Вопрос риторический. Что смертный может противопоставить божественным тварям, у которых совсем не призрачные зубы и когти? Смешно даже думать о сопротивлении.
Полукровка скорчился, согнулся в три погибели, пряча от Охотников лицо и глаза. Чудилось – встретишься взглядом с алыми зеницами чудищ, и душа сама покинет тело, чтобы стать добычей Оддэйновых Псов.
Грэйн оскалилась, одновременно горестно и злобно:
– А вот мы сейчас и спросим, что нам делать! У той, кто их натравил! Ну и стер-рва же ты, Огненная! – Ролфийка вскочила на ноги и, по-волчьи сморщив нос, зарычала прямо в невидимое за пеленой тумана ночное небо, разбрызгивая клочья пены с перекошенных гримасой губ: – Хор-рошие же у тебя способы вербовать сторонников! «Или ты со мной, или тебя сожрут». Так?!
«Именно так, моя Грэйн! – насмешливый клекот Локки ударил в уши. – Догадалась? Да ты становишься умницей, Верная! О чем еще ты догадаешься, если немного подумаешь?»
– Отзови псов, – холодно сказала ролфи, будто очнувшись и разом успокоившись: – Он был тебе нужен, и ты звала его, верно? Ну так бери же, разве не видишь, что он уже твой? Зачем ты натравила на нас Маар-Кейл?
Мужчин учат с раннего детства: «Стыдно бояться. Стыдно выказывать свой страх. Стыдно признаваться самому себе в своем страхе». Правила эти въедаются глубоко в плоть, в костный мозг, и не вытравить их ничем. Но сейчас, оказавшись нос к носу с Маар-Кейл, Удаз утратил даже стыд. Позор стёк с бывшего тива, как пот по спине в жаркий день. Маар-Кейл на то и существуют, чтобы их бояться и не стыдиться страха.
«На вас? Тебе они не страшны, моя дочь. У меня нет власти над Псами Оддэйна, ролфи. Они пришли за ним, потому что он – ничей. Тот, кому он служил, выбросил его, а мне этот полукровка еще не сын».

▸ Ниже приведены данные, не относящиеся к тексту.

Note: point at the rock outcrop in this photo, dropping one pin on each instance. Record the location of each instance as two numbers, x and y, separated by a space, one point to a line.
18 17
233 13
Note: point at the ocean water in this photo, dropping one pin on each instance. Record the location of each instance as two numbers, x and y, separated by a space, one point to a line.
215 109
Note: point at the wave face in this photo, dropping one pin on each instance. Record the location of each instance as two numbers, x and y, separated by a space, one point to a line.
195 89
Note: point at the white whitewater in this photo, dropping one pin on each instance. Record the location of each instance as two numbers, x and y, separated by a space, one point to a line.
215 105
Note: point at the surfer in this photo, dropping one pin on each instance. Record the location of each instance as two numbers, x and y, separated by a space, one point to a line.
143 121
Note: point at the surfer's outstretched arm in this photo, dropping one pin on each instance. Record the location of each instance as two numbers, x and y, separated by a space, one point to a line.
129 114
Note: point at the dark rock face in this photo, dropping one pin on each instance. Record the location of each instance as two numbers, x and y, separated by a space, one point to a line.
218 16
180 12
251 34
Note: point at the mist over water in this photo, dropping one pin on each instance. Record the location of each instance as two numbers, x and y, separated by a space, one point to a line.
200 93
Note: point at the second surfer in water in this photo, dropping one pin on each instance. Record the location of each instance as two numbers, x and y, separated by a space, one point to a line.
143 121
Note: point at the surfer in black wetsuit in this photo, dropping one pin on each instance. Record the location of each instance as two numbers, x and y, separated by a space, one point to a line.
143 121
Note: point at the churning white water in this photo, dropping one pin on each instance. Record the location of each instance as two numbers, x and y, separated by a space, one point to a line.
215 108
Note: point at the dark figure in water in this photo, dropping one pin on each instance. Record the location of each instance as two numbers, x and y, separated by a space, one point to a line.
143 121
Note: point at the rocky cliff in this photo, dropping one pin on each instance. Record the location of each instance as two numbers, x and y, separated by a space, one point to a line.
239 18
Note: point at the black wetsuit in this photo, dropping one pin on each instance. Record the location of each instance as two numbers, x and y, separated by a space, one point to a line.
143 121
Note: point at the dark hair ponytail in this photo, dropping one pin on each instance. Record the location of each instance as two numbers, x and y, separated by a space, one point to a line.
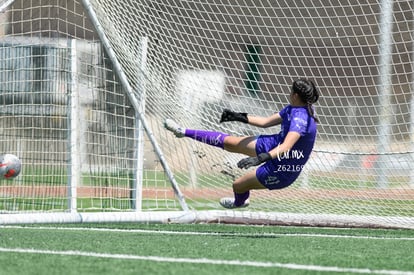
307 92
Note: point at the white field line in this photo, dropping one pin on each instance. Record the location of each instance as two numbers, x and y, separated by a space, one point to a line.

– Разве? Ты заметила его еще там, в подвале Синхелма. Или еще недостаточно ты его испытала?
Огненное тавро Синхелма! И хохочущая женщина, только что сама вырвавшаяся из петли. Обыгравшая Смерть в карты. Тот огонь поджег не только крыши домов, он опалил веру в Предвечного.
«Не достаточно, – Огненная Луна сложила крылья и сияющим сполохом разорвала туман, пронзила темноту – и встала перед ролфийкой стеной золотого пламени. – Для смеска, отравленного кровью предателей, – не достаточно! Порченая кровь должна выгореть, отравленный дух – очиститься! Он должен выбрать, Грэйн. Он должен шагнуть в мой костер. Иначе – его возьмут Маар-Кейл».
– Он под моей защитой, Локка. Я не отдам его Псам, пока жива.
Перед глазами Удаза плыло и плясало золотое пламя.
«Молчи, эрна, молчи! Однажды я приказал тебя повесить. А теперь ты спасаешь меня? Покровительствуешь? Безжалостная эрна, ты хочешь, чтобы я сгорел все-таки от стыда!» – взмолился Апэйн.
«Разве он – не твой враг, Грэйн? Разве ты не клялась вырвать ему горло?»
– Неважно. Он – под моей защитой.
«Зачем ты делаешь это, Грэйн Кэдвен? – вопрошал Удаз. – Или только так и становятся ролфи? Споря с богиней, бросая ей вызов?»
«Тогда Маар-Кейл подождут, пока твои силы иссякнут. Они могут позволить себе ожидание».
– А ведь ты, похоже, поймала меня, Беспощадная, – коротко рассмеялась Грэйн. – Да, я становлюсь умницей. Я догадалась. Как отобрать у Предвечного его пищу? И как заставить меня в этом участвовать?
«Ты пришла ко мне сама, Грэйн. У тебя был выбор. Стать моей посвященной, моей Верной – или сдохнуть дочерью предателя. Шагнуть в мой огонь – или отступить. Ты не очень-то правильная ролфи, Верная. Ты возжелала еще и свободы. А за это придется заплатить. Я жестока, да, но я ищу пути для моих детей. И один из этих путей откроет он. Если ты ему поможешь».